This past Tuesday, I watched my son compete in his school spelling bee. Let me tell you: Watching 15 fourth- and fifth-graders stand on stage in front of a packed auditorium spelling words like “quash” and “marionette” is a nail-biting, super-stressful experience.
My son ended up coming in first place, and while I was extremely proud of him for winning, it wasn’t the moment he stood in front of the school and correctly spelled “catastrophe” that got me all choked up.
Instead, it was the kindness he showed to all the kids who got out before him, slapping them high-five and giving them a warm thumbs-up. There was one student who shed a few tears on stage, and my son squeezed her arm, then whispered consoling words in her ear.
I’m not really one to brag about my parenting, but in that moment, I thought to myself, I guess I did something right.

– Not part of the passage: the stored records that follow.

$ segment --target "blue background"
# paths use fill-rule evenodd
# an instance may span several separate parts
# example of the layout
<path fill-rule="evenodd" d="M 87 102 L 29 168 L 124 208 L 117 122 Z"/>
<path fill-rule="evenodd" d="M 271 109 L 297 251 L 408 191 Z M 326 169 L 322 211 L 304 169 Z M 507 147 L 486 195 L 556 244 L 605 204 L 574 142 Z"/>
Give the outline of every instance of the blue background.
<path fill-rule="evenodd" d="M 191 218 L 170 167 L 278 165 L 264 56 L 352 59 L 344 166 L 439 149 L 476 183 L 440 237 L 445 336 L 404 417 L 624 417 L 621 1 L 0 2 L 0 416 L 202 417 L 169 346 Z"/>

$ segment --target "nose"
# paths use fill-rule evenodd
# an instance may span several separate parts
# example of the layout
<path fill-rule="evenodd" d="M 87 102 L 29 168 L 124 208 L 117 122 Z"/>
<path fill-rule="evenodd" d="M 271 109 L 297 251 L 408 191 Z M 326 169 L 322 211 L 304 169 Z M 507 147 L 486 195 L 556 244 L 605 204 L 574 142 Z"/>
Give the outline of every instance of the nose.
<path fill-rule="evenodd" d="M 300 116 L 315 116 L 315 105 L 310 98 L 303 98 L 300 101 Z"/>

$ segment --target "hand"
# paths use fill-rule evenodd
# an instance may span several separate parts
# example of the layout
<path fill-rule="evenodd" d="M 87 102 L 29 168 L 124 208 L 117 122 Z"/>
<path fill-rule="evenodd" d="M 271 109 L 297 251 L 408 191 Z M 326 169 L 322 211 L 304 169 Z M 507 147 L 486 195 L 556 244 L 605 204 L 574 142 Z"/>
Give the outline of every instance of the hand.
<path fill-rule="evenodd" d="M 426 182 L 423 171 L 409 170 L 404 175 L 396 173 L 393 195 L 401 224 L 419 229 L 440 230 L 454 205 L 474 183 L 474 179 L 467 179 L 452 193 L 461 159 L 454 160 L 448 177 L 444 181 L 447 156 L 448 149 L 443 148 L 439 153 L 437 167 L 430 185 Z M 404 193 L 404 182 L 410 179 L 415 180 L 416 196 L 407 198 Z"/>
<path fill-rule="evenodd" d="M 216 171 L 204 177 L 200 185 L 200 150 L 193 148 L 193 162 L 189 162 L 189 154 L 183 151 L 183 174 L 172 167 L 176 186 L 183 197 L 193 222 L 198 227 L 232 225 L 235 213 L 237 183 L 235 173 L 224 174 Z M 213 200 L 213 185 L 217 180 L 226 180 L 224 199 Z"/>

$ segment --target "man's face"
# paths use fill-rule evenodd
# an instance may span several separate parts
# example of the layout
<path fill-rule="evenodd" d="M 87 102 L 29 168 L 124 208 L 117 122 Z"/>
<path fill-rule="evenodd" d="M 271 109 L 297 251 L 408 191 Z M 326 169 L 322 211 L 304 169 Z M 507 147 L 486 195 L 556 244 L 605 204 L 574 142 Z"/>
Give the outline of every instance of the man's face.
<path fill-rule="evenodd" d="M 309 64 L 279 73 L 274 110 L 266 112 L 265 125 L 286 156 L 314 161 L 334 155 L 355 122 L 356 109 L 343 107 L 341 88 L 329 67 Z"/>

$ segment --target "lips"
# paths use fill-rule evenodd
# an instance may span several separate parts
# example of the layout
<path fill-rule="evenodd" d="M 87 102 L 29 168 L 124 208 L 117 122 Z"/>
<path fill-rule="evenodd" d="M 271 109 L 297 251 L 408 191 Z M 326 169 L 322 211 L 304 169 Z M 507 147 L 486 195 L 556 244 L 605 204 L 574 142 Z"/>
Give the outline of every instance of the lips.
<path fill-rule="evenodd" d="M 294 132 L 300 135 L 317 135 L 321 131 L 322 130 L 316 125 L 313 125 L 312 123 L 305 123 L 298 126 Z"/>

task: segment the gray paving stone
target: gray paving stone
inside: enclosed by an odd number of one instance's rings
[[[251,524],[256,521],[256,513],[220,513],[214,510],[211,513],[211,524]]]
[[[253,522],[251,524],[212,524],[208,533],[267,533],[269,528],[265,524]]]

We all want our kids to be successful, to grow up to be thriving, contributing members of society. And we all want them to be happy and healthy. But how do we get them there? What do we emphasize? Our kids are born totally open. We mold them. And we need to choose carefully what values we instill in them.
For me, above all else, I want my kids to be kind. I want them to see beyond their own self-interests and reach out if they see anyone suffering. I want them to know empathy and compassion. Not only that, but I also want them to practice those things in their daily lives.
Being kind isn’t a sacrifice — a goodness reserved solely for the recipient. Kindness goes both ways. It’s good for others, but it’s also good for our kids. In fact, there are numerous studies showing that kindness actually makes our kids healthier, both emotionally and physically.
In a study out of Vancouver, for example, a group of 9- to 11-year-olds were asked to perform three acts of kindness per week over a span of four weeks. The researchers saw immediate improvements in the students’ own well-being, along with major boosts in terms of peer acceptance, which can act as a major deterrent to bullying.
But there’s more. Being kind actually changes your brain chemistry and promotes overall good health. Dr. David Hamilton, author of The Five Side-Effects of Kindness, reports that expressing kindness to others elevates the levels of dopamine in the brain (the happiness hormone) as well as oxytocin (often called the love hormone). Dr. Hamilton also notes that performing acts of kindness is good for cardiovascular health and helps slow down the aging process (I could use some of that, for sure!).
But I think what is most striking and important is the research that shows the devastating effects of not being kind — and how long-lasting these effects can be on the well-being of children.
For instance, a study published in The American Journal of Psychiatry found that kids can be profoundly affected by verbal abuse leveled at them, not just at home but from their peers as well. Researchers studied kids who had no previous history of parental abuse (verbal, physical, or sexual) and found that children who were verbally abused by their peers suffered psychological disturbances on levels equivalent to children who were abused by their parents.
In other words, bullying at school has just as strong an impact on children as abuse experienced at home.
So, how your kid treats others — in school, at home, and in the world at large — matters. Deeply. It’s not something any of us should take lightly or brush over. And the whole sticks-and-stones-will-break-my-bones-but-words-will-never-hurt-me mentality is just plain wrong. We need to raise kids who take responsibility for what comes out of their mouths and who act kindly to everyone they meet — no matter what.
This is no joke. You think the world is full of too many assholes? You need to change that by making sure you don’t raise any assholes yourself. You want to make sure your child is happy, healthy, well-rounded, and successful? Then make sure kindness is your top priority.
Start today. When you send your kids off to school, don’t just remind them to finish their lunch, pay attention to their teacher, or concentrate on their work. Remind them to be kind. Find the kid who is eating lunch alone and see if they want company. Hold open doors, offer praise without asking, smile whenever possible, and don’t be afraid to report any acts of bullying, large or small.
The world desperately needs the next generation of kids to have the strength, resolve, and fearlessness to stand up to hate and to exude compassion. And that starts with us parents and what we teach and model for our kids.
We have the power to change the world, one child at a time.